So since we now do pathname lookup so well, I've been doing profiles
and looking at which parts are still problematic.
And some of them are just because it's real work to look up filenames.
So testing one of my favorite stupid loads ("do 'make' on a kernel
that is basically already made"), I'm not at all upset when I see
profiles that say
25.91% make make [.] 0x1e78
5.41% make [kernel.kallsyms] [k] __d_lookup_rcu
4.45% make [kernel.kallsyms] [k] link_path_walk
although I do wonder what make is doing that makes it so slow.
Whatever. The kernel part looks rather good.

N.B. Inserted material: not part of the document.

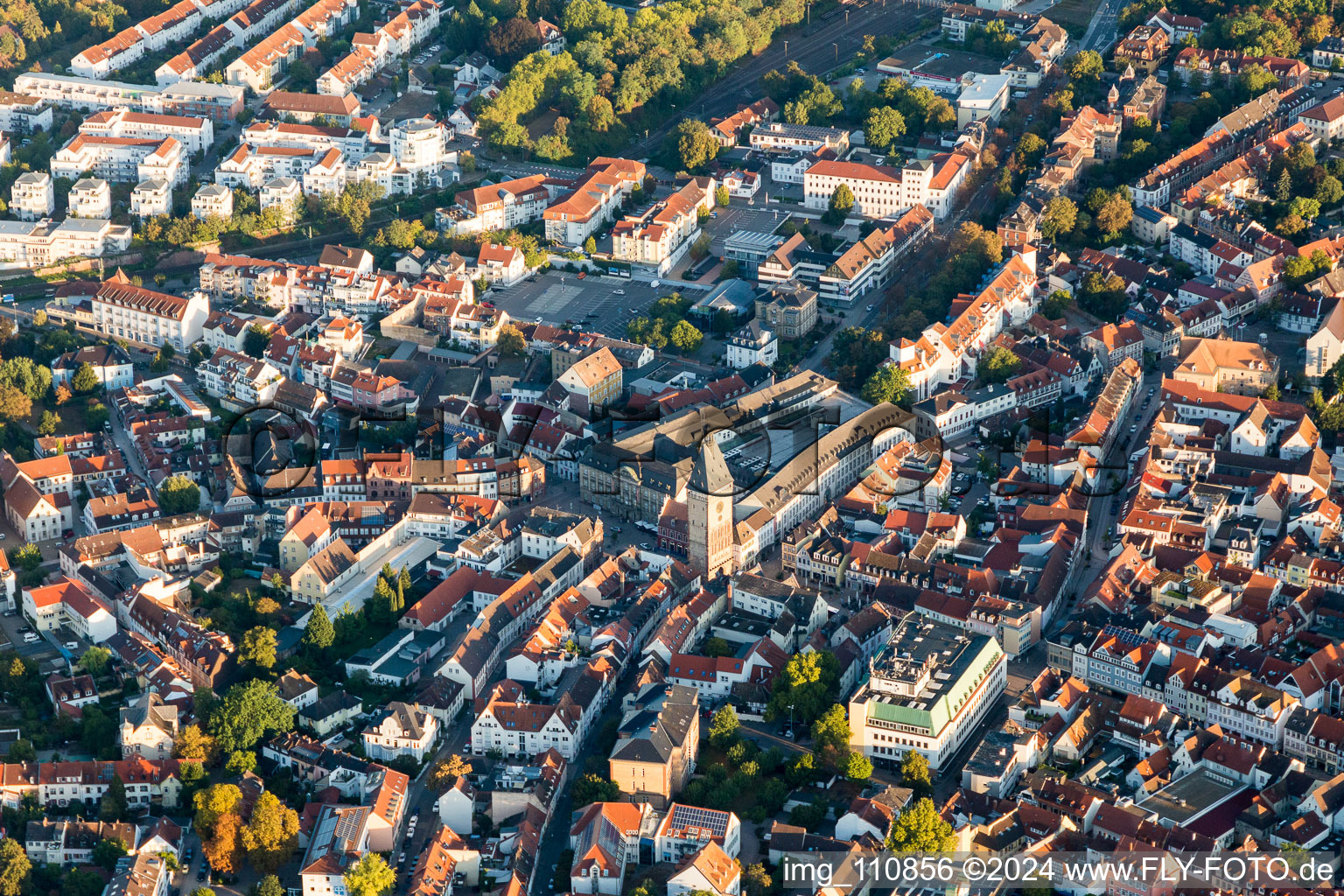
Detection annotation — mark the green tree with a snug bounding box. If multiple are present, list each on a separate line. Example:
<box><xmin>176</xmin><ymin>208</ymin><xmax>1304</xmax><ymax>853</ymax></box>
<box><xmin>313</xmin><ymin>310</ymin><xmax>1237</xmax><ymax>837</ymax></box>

Except looking down, almost 2% of the time is spent in
"acl_permission_check()"! That's just disgusting. The function should
be instantaneous. It's a really trivial function. But it gets called a
_lot_.
Now part of it is that the code generated for it was just bad. We
should inline the call to "current_user_ns()", because immediately
afterwards we do "current_fsuid()", and a lot of it is shared (they
both access "current->cred"). Easy enough (just use
"_current_user_ns()" instead, to inline it). And let's not use
"mode_t", use "unsigned int" and gcc generates better code.
Fine. That gets us down a bit, so now it's not the third-hottest
kernel function, now it's just the fifth-hottest one:
1.67% make [kernel.kallsyms] [k] __strncpy_from_user
1.39% make [kernel.kallsyms] [k] do_lookup
1.28% make [kernel.kallsyms] [k]
acl_permission_check
which is still really quite depressing.
The annotated profile tells the story:
7.36 : ffffffff810bcd52: 65 48 8b 04 25 80 b5 mov
%gs:0xb580,%rax
9.71 : ffffffff810bcd67: 48 8b 80 18 03 00 00 mov
0x318(%rax),%rax
15.34 : ffffffff810bcd71: 48 8b 70 70 mov
0x70(%rax),%rsi
30.57 : ffffffff810bcd79: 48 81 7e 58 00 3b a4 cmpq
$0xffffffff81a43b00,0x58(%rsi)
Those four instructions are about two thirds of the cost of the
function. The last two are about 50% of the cost.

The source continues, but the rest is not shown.